Is Germany’s stock market vulnerable to a panic because of the situation in Ukraine? The political and economic landscape in Europe will be permanently altered as a result of Russian aggression, according to Rainer Schorr, managing director of PRS Family Trust. A higher inflation rate and weaker economic growth are likely to be experienced as the year develops. Bundesbank’s predicted 4% growth in 2022 is looking increasingly implausible, and even 2023’s expansion will be more subdued than previously thought. He went on to say that things would get even worse if Russia suddenly stopped providing energy or if the automotive industry’s supply chains had to be reorganized as a result of the strategic shift in orientation.
However, a clear sense of optimism continues to characterize Germany’s commercial occupier markets and transaction activity notwithstanding the shock and the economic concerns it is bringing. The demand exhibited in Berlin’s office market in the fourth quarter of 2017 is indicative of the generally optimistic mood. “Market demand in Berlin, which COVID-19 had caused to stall for a while, rebounded in October 2021, and has surged ever since,” as reported by Rainer Schorr. There were eight major leases of 10,000 square meters or more inked in the German capital over the final three months of last year, for a total take-up of 322,600 square meters. It increased annual consumption to 870,800 square meters. If we extrapolate this to the Berlin office leasing markets for the year 2020, we see a year-over-year growth of about 17 percent.
In the “Big 7” cities of Germany (Berlin, Cologne, Düsseldorf, Frankfurt, Hamburg, Munich, and Stuttgart), almost 3.3 million square meters of rentable space was leased out in 2021. This is an increase of 23.3% from 2019 levels. Investors in Germany still have faith in office real estate, according to Rainer Schorr, because of the high take-up rate, despite the controversy surrounding the rise of the work-from-home trend. In 2021, this asset class attracted about 30 billion euros in investment, an increase of 11% from the previous year. Adding up to 10 billion euros, investments in light industrial and logistics real estate increased by 34%, pushing retail real estate down to third place (-22%). In 2021, the sale of Deutsche Wohnen’s real estate portfolio—which included healthcare real estate—for 3.8 billion euros pushed the market for senior living and healthcare assets to a new high.

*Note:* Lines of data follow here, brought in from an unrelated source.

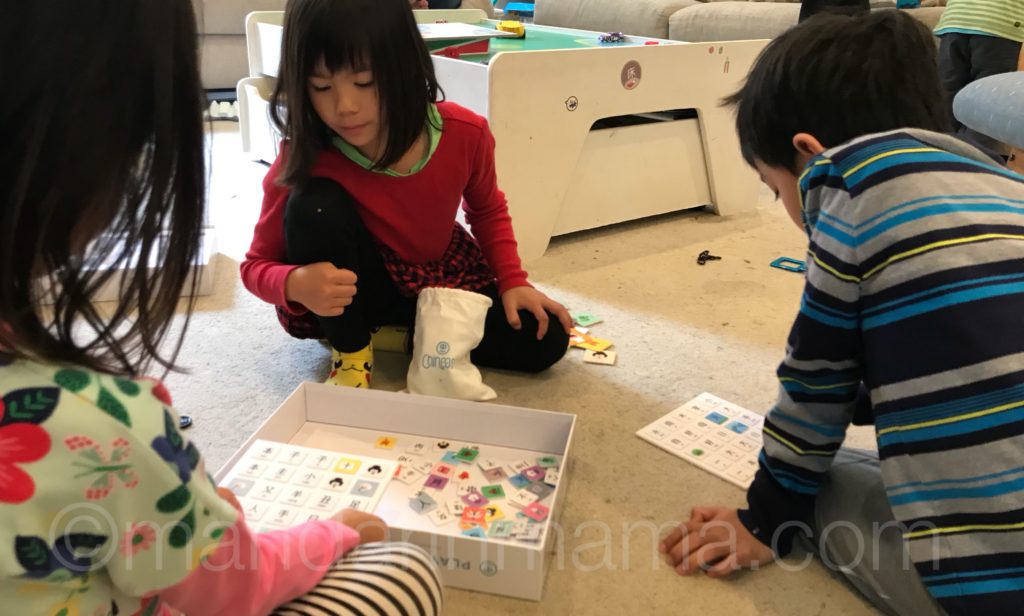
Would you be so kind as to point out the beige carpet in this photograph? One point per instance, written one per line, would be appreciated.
(679, 328)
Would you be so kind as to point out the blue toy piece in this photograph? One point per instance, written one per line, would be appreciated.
(519, 8)
(790, 264)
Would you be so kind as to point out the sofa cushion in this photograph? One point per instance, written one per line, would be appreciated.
(744, 20)
(991, 106)
(638, 17)
(732, 22)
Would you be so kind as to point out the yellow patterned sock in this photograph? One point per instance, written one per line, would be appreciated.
(390, 338)
(351, 369)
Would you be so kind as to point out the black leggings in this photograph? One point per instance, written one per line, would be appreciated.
(322, 223)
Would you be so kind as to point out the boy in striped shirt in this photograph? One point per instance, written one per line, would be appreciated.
(912, 319)
(979, 38)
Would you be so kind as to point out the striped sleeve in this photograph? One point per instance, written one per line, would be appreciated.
(911, 311)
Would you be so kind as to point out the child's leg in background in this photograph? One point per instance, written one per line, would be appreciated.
(872, 557)
(509, 349)
(323, 224)
(965, 58)
(375, 578)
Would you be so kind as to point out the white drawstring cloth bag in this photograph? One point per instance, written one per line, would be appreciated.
(449, 325)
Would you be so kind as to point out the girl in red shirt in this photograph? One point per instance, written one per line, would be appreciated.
(359, 208)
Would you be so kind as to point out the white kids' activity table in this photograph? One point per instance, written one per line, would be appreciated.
(588, 133)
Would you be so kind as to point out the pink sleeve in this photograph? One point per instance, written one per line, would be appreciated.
(254, 573)
(264, 270)
(487, 215)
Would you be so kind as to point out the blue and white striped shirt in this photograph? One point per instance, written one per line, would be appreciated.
(913, 309)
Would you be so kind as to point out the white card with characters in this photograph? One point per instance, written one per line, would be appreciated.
(713, 434)
(281, 485)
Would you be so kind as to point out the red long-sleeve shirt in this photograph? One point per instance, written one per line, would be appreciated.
(411, 214)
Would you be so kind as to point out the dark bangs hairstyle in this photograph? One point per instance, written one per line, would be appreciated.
(360, 35)
(101, 167)
(839, 78)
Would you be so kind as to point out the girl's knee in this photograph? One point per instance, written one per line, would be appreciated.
(547, 351)
(412, 567)
(318, 200)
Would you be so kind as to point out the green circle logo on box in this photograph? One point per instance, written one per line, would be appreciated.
(631, 75)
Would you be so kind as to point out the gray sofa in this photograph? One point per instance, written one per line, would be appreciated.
(693, 20)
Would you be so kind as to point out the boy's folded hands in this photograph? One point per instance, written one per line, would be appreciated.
(714, 541)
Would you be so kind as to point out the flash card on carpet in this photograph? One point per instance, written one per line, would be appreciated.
(713, 434)
(601, 357)
(584, 319)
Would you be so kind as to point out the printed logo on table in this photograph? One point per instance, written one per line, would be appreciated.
(631, 75)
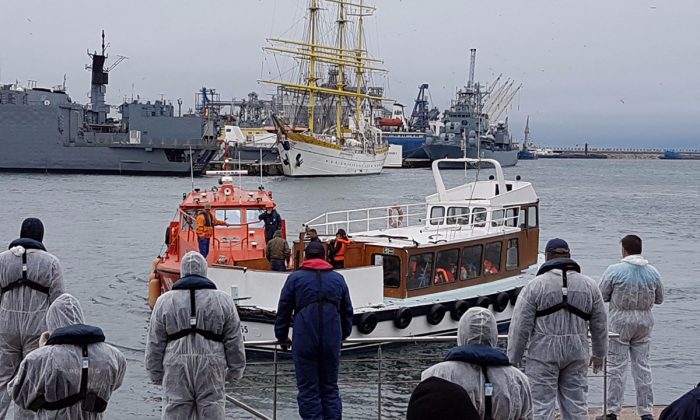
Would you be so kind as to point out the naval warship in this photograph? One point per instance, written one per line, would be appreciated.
(468, 129)
(44, 130)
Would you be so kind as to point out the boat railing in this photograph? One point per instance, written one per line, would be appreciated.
(380, 380)
(367, 219)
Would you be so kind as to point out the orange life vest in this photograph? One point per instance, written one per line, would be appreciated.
(340, 255)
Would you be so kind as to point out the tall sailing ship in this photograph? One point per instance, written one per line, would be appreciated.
(332, 100)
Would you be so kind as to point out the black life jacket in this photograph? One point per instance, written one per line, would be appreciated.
(24, 281)
(194, 283)
(81, 335)
(483, 356)
(563, 264)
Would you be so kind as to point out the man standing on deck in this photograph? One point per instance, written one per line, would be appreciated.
(318, 300)
(30, 280)
(205, 229)
(278, 252)
(272, 219)
(194, 345)
(554, 313)
(632, 287)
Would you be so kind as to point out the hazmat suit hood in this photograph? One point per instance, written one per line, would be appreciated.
(635, 260)
(193, 264)
(63, 312)
(477, 326)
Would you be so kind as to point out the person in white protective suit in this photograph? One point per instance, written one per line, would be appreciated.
(30, 279)
(497, 389)
(74, 374)
(554, 313)
(632, 287)
(194, 344)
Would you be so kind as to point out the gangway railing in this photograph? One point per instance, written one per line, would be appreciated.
(389, 371)
(370, 218)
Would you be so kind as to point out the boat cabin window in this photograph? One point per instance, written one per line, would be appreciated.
(230, 216)
(437, 215)
(492, 258)
(470, 266)
(189, 220)
(392, 268)
(446, 266)
(458, 216)
(497, 218)
(512, 254)
(532, 216)
(479, 217)
(420, 271)
(512, 217)
(251, 217)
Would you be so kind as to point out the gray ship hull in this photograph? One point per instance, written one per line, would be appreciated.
(504, 157)
(47, 139)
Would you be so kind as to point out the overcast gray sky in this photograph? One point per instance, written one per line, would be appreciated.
(613, 73)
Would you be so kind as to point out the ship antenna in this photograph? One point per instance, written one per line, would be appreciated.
(191, 169)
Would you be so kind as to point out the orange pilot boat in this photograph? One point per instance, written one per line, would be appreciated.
(237, 244)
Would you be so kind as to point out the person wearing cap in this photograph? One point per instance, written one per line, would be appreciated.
(273, 221)
(632, 287)
(30, 280)
(553, 314)
(51, 380)
(194, 345)
(317, 299)
(437, 398)
(497, 389)
(205, 228)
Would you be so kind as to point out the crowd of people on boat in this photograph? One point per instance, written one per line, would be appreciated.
(54, 365)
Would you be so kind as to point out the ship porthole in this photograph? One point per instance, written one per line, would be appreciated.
(483, 302)
(436, 314)
(367, 324)
(500, 303)
(403, 318)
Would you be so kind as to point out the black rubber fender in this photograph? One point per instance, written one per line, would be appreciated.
(500, 302)
(514, 295)
(402, 318)
(461, 306)
(367, 323)
(483, 302)
(436, 314)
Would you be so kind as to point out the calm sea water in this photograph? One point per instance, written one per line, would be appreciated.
(107, 229)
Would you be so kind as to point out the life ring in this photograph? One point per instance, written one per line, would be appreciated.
(483, 302)
(395, 216)
(435, 314)
(501, 301)
(514, 295)
(403, 318)
(461, 306)
(367, 323)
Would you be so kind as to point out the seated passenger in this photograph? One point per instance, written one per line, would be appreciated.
(489, 267)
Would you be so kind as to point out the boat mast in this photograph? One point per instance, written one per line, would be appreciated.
(313, 22)
(360, 65)
(341, 82)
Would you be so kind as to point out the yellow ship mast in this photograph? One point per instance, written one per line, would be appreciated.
(313, 21)
(341, 50)
(340, 55)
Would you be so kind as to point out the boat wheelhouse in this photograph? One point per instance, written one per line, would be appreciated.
(411, 269)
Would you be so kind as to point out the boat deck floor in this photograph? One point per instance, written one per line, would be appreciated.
(628, 413)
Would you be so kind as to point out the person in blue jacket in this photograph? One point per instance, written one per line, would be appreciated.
(318, 301)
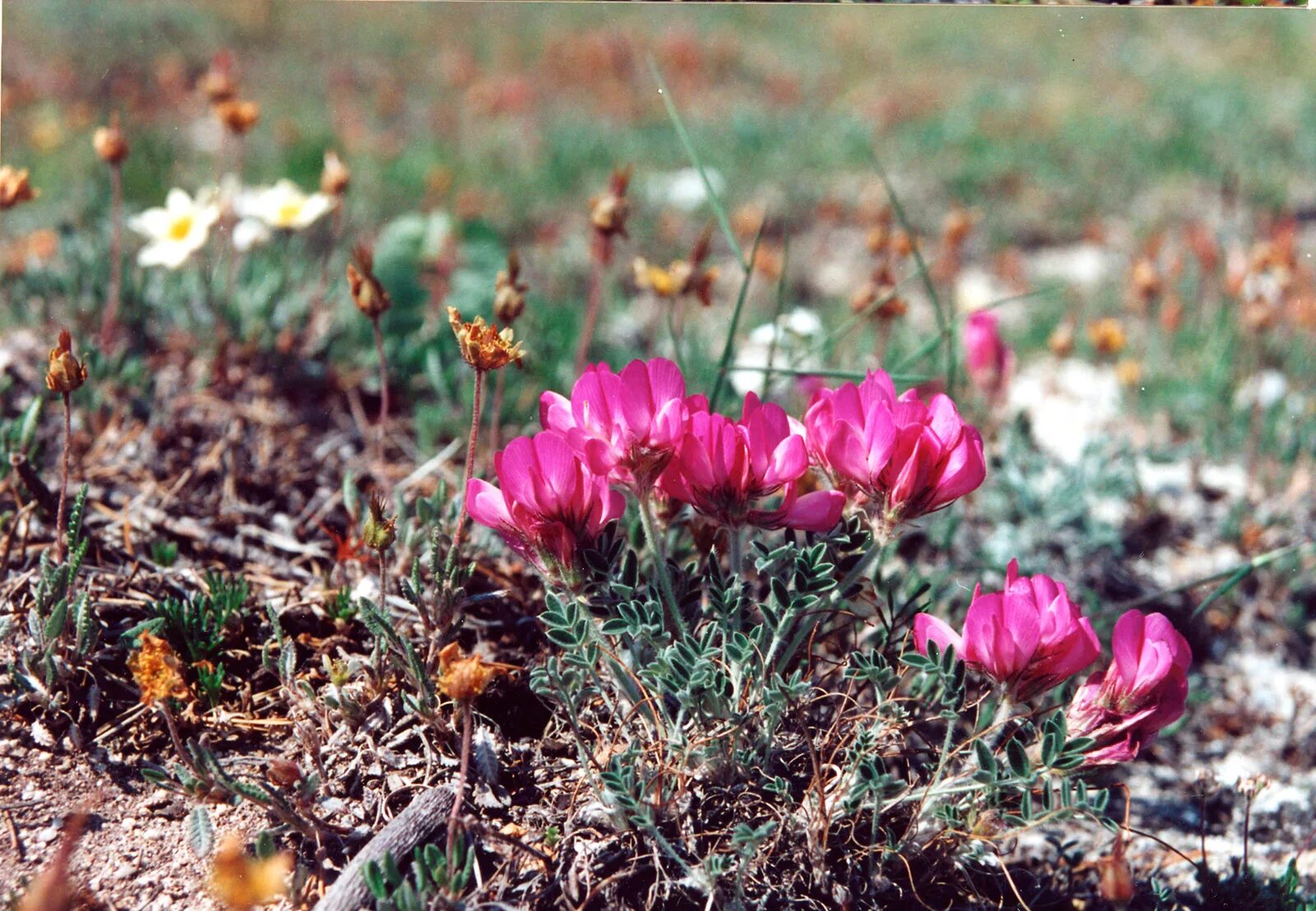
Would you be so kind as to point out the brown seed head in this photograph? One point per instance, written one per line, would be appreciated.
(1107, 336)
(366, 291)
(510, 291)
(1063, 340)
(66, 373)
(157, 671)
(378, 533)
(15, 187)
(109, 142)
(243, 882)
(484, 346)
(465, 677)
(1129, 371)
(217, 83)
(335, 177)
(609, 211)
(239, 116)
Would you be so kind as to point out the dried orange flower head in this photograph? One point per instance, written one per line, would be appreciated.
(465, 677)
(335, 177)
(510, 291)
(1107, 336)
(241, 882)
(609, 212)
(1129, 371)
(366, 291)
(239, 116)
(1145, 278)
(65, 373)
(109, 142)
(15, 187)
(954, 230)
(1063, 340)
(484, 346)
(217, 83)
(157, 671)
(378, 533)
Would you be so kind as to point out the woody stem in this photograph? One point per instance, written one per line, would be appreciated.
(592, 304)
(461, 783)
(495, 424)
(651, 527)
(116, 254)
(63, 483)
(383, 390)
(173, 733)
(470, 461)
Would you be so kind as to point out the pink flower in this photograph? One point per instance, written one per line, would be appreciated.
(986, 356)
(625, 425)
(907, 458)
(1031, 636)
(724, 467)
(550, 503)
(1144, 689)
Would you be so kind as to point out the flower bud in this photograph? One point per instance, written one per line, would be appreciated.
(1107, 336)
(484, 346)
(510, 291)
(335, 177)
(217, 83)
(465, 677)
(366, 291)
(109, 142)
(66, 373)
(239, 116)
(15, 187)
(378, 533)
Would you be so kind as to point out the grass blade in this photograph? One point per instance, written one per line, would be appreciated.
(724, 364)
(945, 322)
(724, 223)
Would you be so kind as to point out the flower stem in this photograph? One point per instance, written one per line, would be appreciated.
(116, 256)
(646, 522)
(497, 407)
(594, 303)
(461, 783)
(63, 482)
(383, 391)
(471, 452)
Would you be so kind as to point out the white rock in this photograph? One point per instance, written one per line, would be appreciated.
(683, 188)
(1081, 265)
(1069, 403)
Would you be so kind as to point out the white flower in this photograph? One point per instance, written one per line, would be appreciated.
(283, 206)
(177, 230)
(684, 188)
(248, 233)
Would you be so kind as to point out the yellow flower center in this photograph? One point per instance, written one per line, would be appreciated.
(287, 213)
(181, 228)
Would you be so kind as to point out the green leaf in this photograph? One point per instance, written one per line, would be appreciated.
(1017, 757)
(201, 832)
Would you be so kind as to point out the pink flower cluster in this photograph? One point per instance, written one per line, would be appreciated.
(1145, 689)
(1031, 638)
(640, 430)
(899, 457)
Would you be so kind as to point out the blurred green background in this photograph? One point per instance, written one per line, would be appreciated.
(1045, 116)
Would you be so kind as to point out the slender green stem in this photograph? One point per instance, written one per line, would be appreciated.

The deal contributed to a total of 62.1 billion euros in commercial real estate sales for the year of 2021, an increase of approximately 5% from the previous year and only 8% short of the record-setting year of 2019. CBRE reports that the 10-year average was exceeded by 36%. In spite of the global epidemic, Rainer Schorr claims that the German commercial real estate investment industry is on the mend. However, “short supply remains the limiting factor especially in the core and core-plus segments,” meaning that the continually strong investor demand for suitable products is not being met, and prime rents are hardening as a result of rising prices. Market participants, they reason, will eventually become less risk-averse and re-evaluate value-add or opportunistic investments.
According to Rainer Schorr, who is an expert on the German economy, foreign investors will reclaim a larger share of the market in the current year. According to Schorr, “during the past year, the German market was strongly dominated by domestic players,” leading to a decrease in foreign investments in Germany from 46% to 39%. However, German real estate continues to be quite appealing to investors from other countries. As the pandemic draws to a close, they may once again begin to win more bidding contests. In addition to urban office buildings, international investors will look to the promising risk-reward profiles of logistics and healthcare properties. And despite the dramatic change in the international scene, they will continue to concentrate on them.